While the film adaptation doesn’t quite delve into the psyche of the boy the way the novel did, nor into the mind of the old man he discovers was once a Nazi and blackmails into telling him of all the atrocities he committed, I feel it definitely captures the overall tone of the traumatic tale. It also sticks close to the major details of the book until the quite different ending.
However, while watching the film, I was getting the same kind of icky vibes I got the first time I watched Clownhouse…the feeling that young boys were being presented on screen in almost sexual ways. And dammit, just as that film turned out to be directed by the pedophile who also directed Jeepers Creepers, this one is directed by Bryan Singer, who has also been accused of molesting underage boys, including some from the locker room shower scene of this movie. Blech.
With that knowledge, this film reads just like Jeepers Creepers…almost as if the director’s “villain” is echoing his improper attraction to young men. The teen boy in this story begins spending all his time at the home of the lonely old man (played by Ian McKellen). They form a bizarre bond. The boy brings out dormant desires in the old man (killing people) and the old man in turn awakens the same desires in the boy. It’s just all so…blech. And yet that disgust perfectly encapsulates the entire point of the story, which makes it work so well even though the characters’ mental states aren’t dissected as much as they are in the book.
And just like the Creeper only focused on young men as victims, highlighting a male/male preying situation, this film taps into the same issue. Not only is there the main boy and old man bonding, but the old man brings home a bum who offers to give him sex for food and drink and maybe some money, the young man can’t perform when he is about to get a blowjob from a girl, and in the end he blackmails his counselor, played by David Schwimmer, using a pedophilia accusation as leverage.
The story behind the scenes definitely makes this even more icky than the already heinous concept of a young man wanting to hear all the fucked up details about how Nazis treated their victims.

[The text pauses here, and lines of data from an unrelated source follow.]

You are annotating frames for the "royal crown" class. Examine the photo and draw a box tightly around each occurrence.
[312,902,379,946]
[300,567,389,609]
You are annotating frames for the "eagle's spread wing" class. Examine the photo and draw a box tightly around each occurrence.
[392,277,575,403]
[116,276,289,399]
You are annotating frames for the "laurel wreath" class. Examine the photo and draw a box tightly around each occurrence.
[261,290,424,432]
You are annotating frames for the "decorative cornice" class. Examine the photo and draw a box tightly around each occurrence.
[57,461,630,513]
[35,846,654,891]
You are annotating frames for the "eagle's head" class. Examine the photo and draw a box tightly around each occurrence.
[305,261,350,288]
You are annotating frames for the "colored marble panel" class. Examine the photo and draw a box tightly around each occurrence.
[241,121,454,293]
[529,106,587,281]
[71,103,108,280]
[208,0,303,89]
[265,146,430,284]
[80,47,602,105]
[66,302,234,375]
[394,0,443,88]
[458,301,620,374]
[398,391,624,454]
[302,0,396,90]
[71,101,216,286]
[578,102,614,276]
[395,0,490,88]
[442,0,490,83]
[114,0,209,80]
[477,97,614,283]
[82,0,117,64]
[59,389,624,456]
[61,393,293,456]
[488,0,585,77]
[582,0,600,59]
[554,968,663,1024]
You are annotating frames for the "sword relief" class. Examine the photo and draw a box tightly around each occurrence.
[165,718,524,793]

Dreamcatcher is such a messy novel (in more ways than one), and the movie seems to try to clean it up a bit, but it turns out to be a mess of its own. However, it’s an all-male cast, including the likes of Thomas Jane, Jason Lee, and Timothy Olyphant, so it earns a spot on the sausage fest scares page.

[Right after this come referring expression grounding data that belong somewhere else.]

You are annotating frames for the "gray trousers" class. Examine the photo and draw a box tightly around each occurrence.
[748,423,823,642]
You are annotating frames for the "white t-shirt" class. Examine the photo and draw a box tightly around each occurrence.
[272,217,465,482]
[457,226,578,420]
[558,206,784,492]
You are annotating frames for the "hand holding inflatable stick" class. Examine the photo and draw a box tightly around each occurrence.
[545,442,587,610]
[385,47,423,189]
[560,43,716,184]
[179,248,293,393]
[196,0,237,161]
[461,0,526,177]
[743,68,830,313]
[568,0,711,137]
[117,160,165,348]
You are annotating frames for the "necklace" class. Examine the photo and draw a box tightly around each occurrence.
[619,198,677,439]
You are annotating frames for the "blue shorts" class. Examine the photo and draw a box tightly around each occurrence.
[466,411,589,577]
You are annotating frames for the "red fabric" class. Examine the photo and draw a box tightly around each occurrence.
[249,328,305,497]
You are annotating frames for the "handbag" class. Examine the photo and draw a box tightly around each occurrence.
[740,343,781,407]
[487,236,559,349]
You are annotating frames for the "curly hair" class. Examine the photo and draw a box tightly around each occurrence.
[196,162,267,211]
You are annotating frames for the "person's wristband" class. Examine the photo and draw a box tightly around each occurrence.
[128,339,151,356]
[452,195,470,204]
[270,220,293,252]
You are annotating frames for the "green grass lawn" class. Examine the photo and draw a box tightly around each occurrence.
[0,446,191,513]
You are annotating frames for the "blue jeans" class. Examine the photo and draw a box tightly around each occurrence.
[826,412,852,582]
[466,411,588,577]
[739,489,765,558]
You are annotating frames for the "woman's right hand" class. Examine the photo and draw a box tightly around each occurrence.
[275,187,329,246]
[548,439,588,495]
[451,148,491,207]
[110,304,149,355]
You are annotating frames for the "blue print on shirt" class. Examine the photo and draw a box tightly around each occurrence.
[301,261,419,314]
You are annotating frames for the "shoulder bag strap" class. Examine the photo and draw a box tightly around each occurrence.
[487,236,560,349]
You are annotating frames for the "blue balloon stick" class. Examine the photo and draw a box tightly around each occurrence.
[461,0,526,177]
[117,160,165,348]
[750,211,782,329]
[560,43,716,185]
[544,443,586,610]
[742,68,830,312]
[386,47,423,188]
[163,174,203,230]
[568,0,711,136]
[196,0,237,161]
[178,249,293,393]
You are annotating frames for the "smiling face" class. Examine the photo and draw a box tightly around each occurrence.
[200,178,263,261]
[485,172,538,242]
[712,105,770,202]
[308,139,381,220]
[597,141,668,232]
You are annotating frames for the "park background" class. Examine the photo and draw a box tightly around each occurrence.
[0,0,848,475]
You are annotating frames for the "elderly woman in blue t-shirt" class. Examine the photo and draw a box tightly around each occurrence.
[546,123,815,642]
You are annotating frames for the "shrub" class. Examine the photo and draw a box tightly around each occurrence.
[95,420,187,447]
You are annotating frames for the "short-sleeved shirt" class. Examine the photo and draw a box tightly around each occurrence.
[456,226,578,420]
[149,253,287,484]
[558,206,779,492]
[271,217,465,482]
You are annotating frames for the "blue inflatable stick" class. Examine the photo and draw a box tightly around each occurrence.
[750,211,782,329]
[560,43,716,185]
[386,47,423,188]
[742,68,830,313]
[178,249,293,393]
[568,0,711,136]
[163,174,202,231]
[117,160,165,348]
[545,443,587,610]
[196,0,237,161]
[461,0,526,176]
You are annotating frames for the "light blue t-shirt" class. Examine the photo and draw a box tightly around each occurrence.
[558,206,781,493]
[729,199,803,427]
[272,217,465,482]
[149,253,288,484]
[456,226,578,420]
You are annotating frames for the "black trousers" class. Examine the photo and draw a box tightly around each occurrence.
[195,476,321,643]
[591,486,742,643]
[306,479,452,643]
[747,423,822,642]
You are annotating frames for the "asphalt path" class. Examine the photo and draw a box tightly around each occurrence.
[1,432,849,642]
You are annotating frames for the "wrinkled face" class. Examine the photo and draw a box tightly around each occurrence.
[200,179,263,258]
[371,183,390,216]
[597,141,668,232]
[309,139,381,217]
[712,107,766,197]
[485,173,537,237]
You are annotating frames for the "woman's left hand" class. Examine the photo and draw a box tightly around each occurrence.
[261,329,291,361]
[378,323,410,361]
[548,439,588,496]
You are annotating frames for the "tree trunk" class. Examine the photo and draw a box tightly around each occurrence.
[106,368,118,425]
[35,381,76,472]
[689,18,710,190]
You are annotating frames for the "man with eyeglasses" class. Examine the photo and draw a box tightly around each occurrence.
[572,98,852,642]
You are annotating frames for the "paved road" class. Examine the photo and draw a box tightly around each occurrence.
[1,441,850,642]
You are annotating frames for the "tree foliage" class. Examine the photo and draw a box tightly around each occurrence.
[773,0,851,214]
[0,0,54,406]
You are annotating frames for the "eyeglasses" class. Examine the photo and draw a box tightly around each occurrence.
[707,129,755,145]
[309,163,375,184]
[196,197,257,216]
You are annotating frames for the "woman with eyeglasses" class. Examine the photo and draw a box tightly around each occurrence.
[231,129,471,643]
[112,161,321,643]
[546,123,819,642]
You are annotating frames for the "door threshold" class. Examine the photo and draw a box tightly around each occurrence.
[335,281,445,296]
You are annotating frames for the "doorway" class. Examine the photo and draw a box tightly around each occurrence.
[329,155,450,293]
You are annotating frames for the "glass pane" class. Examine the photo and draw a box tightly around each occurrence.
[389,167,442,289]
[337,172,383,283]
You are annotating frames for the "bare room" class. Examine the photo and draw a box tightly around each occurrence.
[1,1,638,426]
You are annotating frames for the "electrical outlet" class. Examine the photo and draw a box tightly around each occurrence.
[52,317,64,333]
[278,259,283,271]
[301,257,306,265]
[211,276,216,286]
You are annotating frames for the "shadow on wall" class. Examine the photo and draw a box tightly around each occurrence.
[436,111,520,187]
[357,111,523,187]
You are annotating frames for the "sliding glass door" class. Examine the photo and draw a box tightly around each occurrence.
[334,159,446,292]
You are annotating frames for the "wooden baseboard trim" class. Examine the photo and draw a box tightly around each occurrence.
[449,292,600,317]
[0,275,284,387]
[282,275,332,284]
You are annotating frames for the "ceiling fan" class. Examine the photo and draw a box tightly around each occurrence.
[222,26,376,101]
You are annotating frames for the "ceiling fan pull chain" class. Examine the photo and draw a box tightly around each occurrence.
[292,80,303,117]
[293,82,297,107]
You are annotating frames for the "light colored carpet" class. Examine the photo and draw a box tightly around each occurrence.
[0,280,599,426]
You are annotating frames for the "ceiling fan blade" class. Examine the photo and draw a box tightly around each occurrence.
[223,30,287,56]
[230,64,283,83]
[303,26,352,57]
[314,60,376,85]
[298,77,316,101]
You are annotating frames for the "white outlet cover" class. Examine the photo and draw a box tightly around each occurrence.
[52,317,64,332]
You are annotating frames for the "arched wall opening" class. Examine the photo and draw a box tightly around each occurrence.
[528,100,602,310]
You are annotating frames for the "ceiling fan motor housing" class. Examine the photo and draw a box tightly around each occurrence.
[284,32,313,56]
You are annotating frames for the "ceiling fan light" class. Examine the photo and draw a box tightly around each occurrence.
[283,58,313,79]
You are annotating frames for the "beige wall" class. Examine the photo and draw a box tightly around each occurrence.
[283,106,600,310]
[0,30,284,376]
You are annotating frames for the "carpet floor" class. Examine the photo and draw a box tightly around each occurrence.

This is the story infamous for featuring “shit weasels”, at least in the book. The movie doesn’t refer to them that way and drastically limits the amount of time they are the focus . In fact, there is only one major shit weasel scene, and it gets the horror ball rolling in a different direction.
The focus is on a group of guy friends that go to a cabin in the woods. They propose a toast to a mentally challenged friend they’ve known for years, which leads to several very Stephen King flashbacks about how they saved him from bullies and scored psychic powers in return.
Pretty soon, one of the guys comes upon a very sick man in the snow and brings him back to the cabin. Out plops the shit weasel. Cool, icky weasel, that’s for sure.
So little time is spent on the guys in the cabin before the military is introduced. Blah. Ruined. Morgan Freeman is a crazy military leader that wants to contain what he knows is an alien invasion.
In the meantime, the men fight more weasels, a big alien is unleashed that possesses one of the guys (presented in a very confusing fashion), and eventually there’s a mission to stop the alien from dumping a dog hosting a weasel into a water reserve to ruin life as we know it, which leads to a cool final boss battle. It’s also a reminder that Stephen King’s work has never shied away from doing awful things to animals—including dogs and a cat in these three films.